8. Oh, meraviglia degna di suscitare la nostra ammirazione e la nostra gioia! Dio fatto prigioniero da un capello! IL motivo di questa preziosa cattura sta nel fatto che Dio ha voluto fermarsi a guardare il movimento del capello, come dicono i versi precedenti. Non per niente il guardare di Dio è amore. Se egli, nella sua grande misericordia, non ci avesse guardato e non ci avesse amato per primo, come dice san Giovanni (1Gv 4,10), e non si fosse abbassato, in lui non avrebbe fatto alcuna presa lo svolazzo del capello del nostro misero amore, perché non si sarebbe elevato così in alto da riuscire a catturare quest’uccello divino delle alture. Ma poiché si è abbassato a guardarci e a trascinare in alto il volo del nostro amore (cfr. Dt 32,11), infondendogli coraggio e forza, egli stesso se ne è invaghito e compiaciuto e ne è rimasto avvinto. Questo vuol dire: sul collo mio mirasti, incantato rimanesti. Così possiamo ben credere che l’uccello dal volo basso possa catturare l’aquila reale dal volo sublime, solo se essa stessa scende in basso per farsi prendere. E prosegue: e in uno dei miei occhi ti feristi.
9. Per occhio l’anima intende la fede. Ci parla di uno solo dei suoi occhi e aggiunge che da questo lo Sposo fu ferito, perché se la fede e fedeltà dell’anima verso Dio non fosse semplice, ma fosse mescolata a qualche rispetto umano o a qualche considerazione terrena, non riuscirebbe a ferire d’amore Dio. L’Amato, quindi, dev’essere ferito da un solo occhio e catturato da un solo capello. Ora, se è vero che l’amore che lo Sposo nutre per la sposa è realmente forte quando vede in lei questa fedeltà unica, tanto che si lascia prendere dal capello del suo amore, tuttavia è solo dall’occhio della sua fede che si lascia catturare: tale prigionia d’amore è un nodo tanto stretto da provocare nello Sposo una ferita d’amore per la grande tenerezza d’affetto verso la sposa. Concretamente, questo significa introdurla sempre più nell’intimità del suo amore.

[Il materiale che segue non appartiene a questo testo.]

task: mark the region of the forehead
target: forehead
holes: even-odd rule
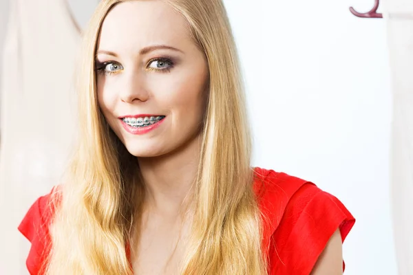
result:
[[[100,30],[102,47],[145,47],[190,40],[187,20],[161,0],[121,2],[107,14]]]

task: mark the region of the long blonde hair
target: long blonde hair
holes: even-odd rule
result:
[[[238,58],[221,0],[165,0],[189,23],[209,68],[194,184],[194,214],[182,274],[264,274],[261,217],[253,190],[251,141]],[[145,197],[135,157],[100,111],[94,72],[98,34],[122,0],[100,1],[78,67],[79,135],[50,227],[46,274],[127,275],[125,247]]]

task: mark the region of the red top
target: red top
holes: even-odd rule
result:
[[[260,168],[255,174],[254,190],[267,217],[263,219],[263,246],[269,245],[269,275],[309,274],[338,228],[344,241],[354,217],[335,197],[313,183]],[[32,243],[26,261],[31,275],[40,275],[43,255],[50,251],[47,225],[52,213],[47,202],[53,192],[39,197],[19,226]]]

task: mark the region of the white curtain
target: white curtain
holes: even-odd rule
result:
[[[390,50],[393,118],[391,181],[400,275],[413,274],[413,1],[383,3]]]
[[[80,34],[65,0],[12,0],[2,60],[0,274],[27,274],[17,226],[60,183],[74,135]]]

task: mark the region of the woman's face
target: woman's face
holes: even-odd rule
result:
[[[102,25],[96,63],[99,106],[132,155],[162,155],[200,135],[208,65],[168,4],[116,6]]]

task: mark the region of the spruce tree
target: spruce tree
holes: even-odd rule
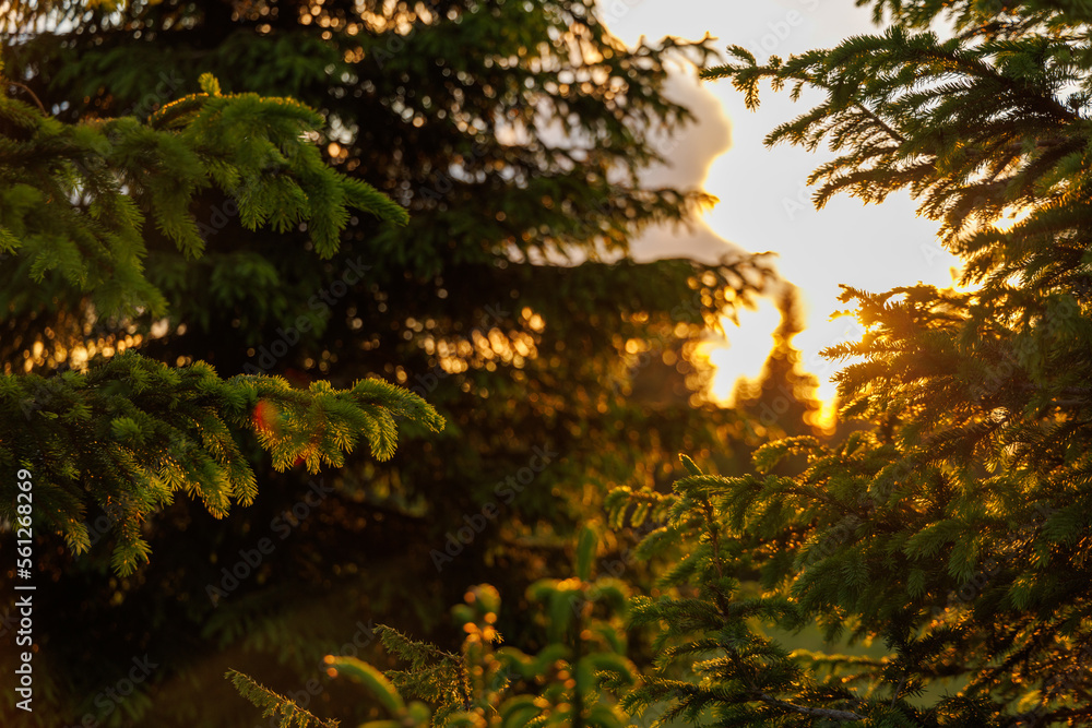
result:
[[[882,34],[762,64],[734,47],[707,76],[751,106],[764,81],[824,92],[768,142],[839,153],[811,176],[820,206],[907,189],[962,287],[844,291],[866,333],[828,356],[855,358],[842,413],[865,429],[769,444],[745,477],[695,468],[673,496],[614,496],[616,518],[665,520],[643,552],[688,552],[677,590],[636,605],[662,630],[661,671],[627,705],[699,725],[1089,725],[1087,8],[875,5]],[[941,16],[950,38],[928,29]],[[803,473],[772,475],[791,454]],[[808,625],[828,648],[787,649]],[[868,642],[881,654],[844,651]]]
[[[168,313],[146,275],[156,255],[147,231],[154,227],[200,259],[205,241],[192,206],[204,188],[229,195],[254,230],[310,223],[317,256],[337,250],[351,210],[405,224],[405,211],[389,198],[323,162],[308,139],[322,123],[313,110],[287,98],[224,95],[211,75],[201,85],[202,93],[147,119],[70,124],[14,98],[0,80],[5,342],[31,354],[10,358],[0,375],[0,466],[12,474],[0,482],[0,520],[34,545],[20,581],[37,581],[39,571],[87,552],[93,540],[112,545],[104,556],[116,576],[133,575],[151,557],[147,534],[178,496],[199,500],[216,518],[253,502],[259,487],[245,450],[256,444],[273,468],[300,465],[313,474],[343,466],[361,441],[372,457],[390,458],[400,426],[443,425],[420,397],[378,379],[343,390],[325,381],[299,389],[260,373],[222,379],[202,361],[168,366],[144,356],[132,336],[74,343],[57,332],[51,341],[26,341],[11,325],[27,313],[33,319],[46,296],[80,300],[82,308],[66,313],[106,320],[121,333]],[[72,356],[76,367],[46,377],[46,342],[50,354],[99,351],[90,361]],[[52,548],[54,534],[67,549]],[[51,589],[37,586],[36,602],[46,607]],[[35,644],[48,642],[39,636]],[[14,659],[5,651],[11,675]],[[41,651],[35,661],[39,695],[70,690],[57,653]],[[23,713],[5,702],[5,720],[56,725],[72,706],[39,699],[34,707]]]
[[[467,584],[495,583],[515,604],[544,572],[563,569],[569,535],[609,488],[630,480],[634,463],[646,482],[666,487],[676,452],[712,455],[740,428],[733,413],[701,401],[702,363],[688,357],[707,324],[763,282],[761,261],[612,262],[649,225],[685,222],[711,202],[639,179],[670,156],[651,132],[669,136],[691,121],[664,96],[669,60],[705,63],[708,40],[626,48],[591,0],[50,7],[74,22],[11,35],[3,53],[13,79],[58,119],[150,114],[168,89],[171,98],[197,91],[199,59],[226,92],[317,109],[325,160],[411,214],[404,227],[351,216],[339,252],[317,263],[309,227],[256,235],[222,192],[202,190],[203,258],[187,261],[149,230],[158,254],[146,275],[170,314],[143,324],[164,335],[145,337],[141,351],[203,360],[225,377],[282,374],[297,386],[329,379],[345,389],[377,373],[423,395],[448,422],[440,437],[406,422],[406,437],[428,441],[381,463],[349,457],[325,474],[322,487],[333,490],[321,509],[215,604],[205,594],[219,588],[222,569],[299,500],[298,472],[257,470],[256,502],[215,522],[176,502],[146,534],[170,557],[116,588],[97,578],[95,549],[57,563],[64,576],[52,604],[81,604],[95,633],[140,634],[170,656],[163,684],[150,687],[146,719],[254,717],[221,679],[227,668],[290,694],[358,620],[442,642],[450,628],[436,614]],[[539,124],[542,110],[571,136]],[[538,264],[562,251],[572,265]],[[348,285],[343,274],[354,270],[360,277]],[[36,305],[9,321],[26,333],[5,360],[22,362],[36,339],[50,354],[46,327],[83,337],[83,318],[71,321],[79,300]],[[92,326],[128,335],[102,320]],[[642,366],[648,353],[658,365]],[[660,365],[672,370],[672,397],[634,396],[634,375]],[[181,601],[179,593],[193,596]],[[534,633],[519,609],[501,619],[513,640]],[[111,664],[124,665],[123,642],[104,641]],[[233,652],[245,660],[229,661]],[[92,699],[87,682],[73,694]],[[339,717],[360,717],[343,707]]]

10. Nel Cantico dei Cantici lo Sposo, rivolgendosi alla sposa, parla di questo stesso capello e di quest’occhio: Tu mi hai ferito il cuore, sorella mia, sposa, tu mi hai ferito il cuore con uno dei tuoi occhi e con un capello del tuo collo (Ct 4,9). Ripete due volte che gli ha ferito il cuore, con l’occhio e con il capello. Per questo l’anima nella strofa ricorda il capello e l’occhio, appunto per indicare la sua unione con Dio per mezzo dell’intelletto e della volontà: la fede, simboleggiata dall’occhio, prende sede nell’intelletto attraverso la fiducia e nella volontà attraverso l’amore. Di quest’unione si gloria qui l’anima e ringrazia lo Sposo per questo dono ricevuto dalle sue mani, apprezzando molto che si sia degnato di compiacersi del suo amore e da esso farsi catturare. In tutto questo si può immaginare l’esultanza, la gioia e il diletto che l’anima avrà per questo divino prigioniero, essendo stato per lungo tempo sua prigioniera, perché innamorata di lui.